A couple of blog posts ago I described communion cups used centuries ago and British Unitarian churches. Some were decidedly not of a typical chalice shape. I think the tumbler (beaker) shape deserves consideration.
Flexibility has benefits. A Christian minister might have to bring his or her own communion wear. But the affordable pieces are often shabby and a good stuff is extraordinary really expensive. The unreasonable choices a minister might make have led me to an unexpected suggestion.
- Communion ware should be affordable (though not necessarily cheap) and easy to maintain.
- Congruent in form with established practice.
I think I have something: a Japanese titanium tumbler. This one is from Horie.

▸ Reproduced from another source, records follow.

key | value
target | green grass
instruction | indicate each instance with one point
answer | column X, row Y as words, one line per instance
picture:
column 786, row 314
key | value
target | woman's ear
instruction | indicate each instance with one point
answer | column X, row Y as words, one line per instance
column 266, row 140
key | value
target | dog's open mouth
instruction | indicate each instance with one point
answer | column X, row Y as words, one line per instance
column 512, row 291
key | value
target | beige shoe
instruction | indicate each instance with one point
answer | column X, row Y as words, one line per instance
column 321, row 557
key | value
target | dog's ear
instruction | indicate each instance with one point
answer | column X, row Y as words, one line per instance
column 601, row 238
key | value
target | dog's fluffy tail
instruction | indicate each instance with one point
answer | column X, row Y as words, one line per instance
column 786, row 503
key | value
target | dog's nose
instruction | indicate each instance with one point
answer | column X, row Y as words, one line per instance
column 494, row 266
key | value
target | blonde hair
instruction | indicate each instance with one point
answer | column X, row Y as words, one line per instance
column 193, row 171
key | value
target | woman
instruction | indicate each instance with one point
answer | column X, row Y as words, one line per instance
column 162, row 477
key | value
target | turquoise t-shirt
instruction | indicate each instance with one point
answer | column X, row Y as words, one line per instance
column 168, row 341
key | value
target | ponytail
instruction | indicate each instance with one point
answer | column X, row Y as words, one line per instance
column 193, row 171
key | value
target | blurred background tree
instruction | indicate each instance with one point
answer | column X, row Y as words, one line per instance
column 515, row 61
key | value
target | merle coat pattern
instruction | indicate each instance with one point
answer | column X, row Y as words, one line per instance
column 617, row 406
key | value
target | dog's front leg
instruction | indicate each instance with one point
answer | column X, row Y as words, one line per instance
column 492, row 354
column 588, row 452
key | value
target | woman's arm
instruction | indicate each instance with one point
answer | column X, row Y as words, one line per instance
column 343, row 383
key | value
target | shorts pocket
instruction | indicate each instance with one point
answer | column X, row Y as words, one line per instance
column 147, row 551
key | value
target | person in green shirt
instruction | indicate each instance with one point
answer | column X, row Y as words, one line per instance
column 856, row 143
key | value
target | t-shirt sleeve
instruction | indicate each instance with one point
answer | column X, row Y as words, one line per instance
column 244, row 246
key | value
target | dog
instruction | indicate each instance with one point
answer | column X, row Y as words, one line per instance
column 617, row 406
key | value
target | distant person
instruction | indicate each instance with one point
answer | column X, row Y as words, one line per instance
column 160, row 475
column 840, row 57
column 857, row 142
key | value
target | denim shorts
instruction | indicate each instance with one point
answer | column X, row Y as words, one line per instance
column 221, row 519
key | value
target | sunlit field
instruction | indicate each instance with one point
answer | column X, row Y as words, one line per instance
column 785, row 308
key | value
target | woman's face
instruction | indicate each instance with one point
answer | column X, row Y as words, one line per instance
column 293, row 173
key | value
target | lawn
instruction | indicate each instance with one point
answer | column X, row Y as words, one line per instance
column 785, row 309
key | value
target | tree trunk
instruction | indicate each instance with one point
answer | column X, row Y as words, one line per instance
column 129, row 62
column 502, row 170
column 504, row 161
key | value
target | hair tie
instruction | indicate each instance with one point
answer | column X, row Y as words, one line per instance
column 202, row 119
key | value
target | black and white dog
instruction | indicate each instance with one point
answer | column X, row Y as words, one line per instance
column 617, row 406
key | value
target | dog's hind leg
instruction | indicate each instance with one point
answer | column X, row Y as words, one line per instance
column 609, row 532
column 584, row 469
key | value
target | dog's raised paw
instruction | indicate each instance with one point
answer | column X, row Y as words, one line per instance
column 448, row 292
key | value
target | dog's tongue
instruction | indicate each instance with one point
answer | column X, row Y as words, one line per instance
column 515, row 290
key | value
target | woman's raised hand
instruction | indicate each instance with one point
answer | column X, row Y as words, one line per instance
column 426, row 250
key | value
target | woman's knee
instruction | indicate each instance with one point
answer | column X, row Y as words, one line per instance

You’ll excuse that it’s marketed for beer. It’s attractive, easy to keep clean, doesn’t have a metallic smell and is not commonly seen in the United States, so easy to distinguish for sacred service. It weighs next to nothing and is terribly strong; you don’t get both (or sometimes either) with pewter, which was formerly my favorite material for communion ware. It’s not tiny — a problem with “chapel sized” communion chalices — and you could even go a size down.
Downsides: they’re hard to get, and there’s no plate or basin to go with it. A rectangular wooden tray, perhaps of laminated wood, might do the trick.
I considered this question with individual cups several years ago.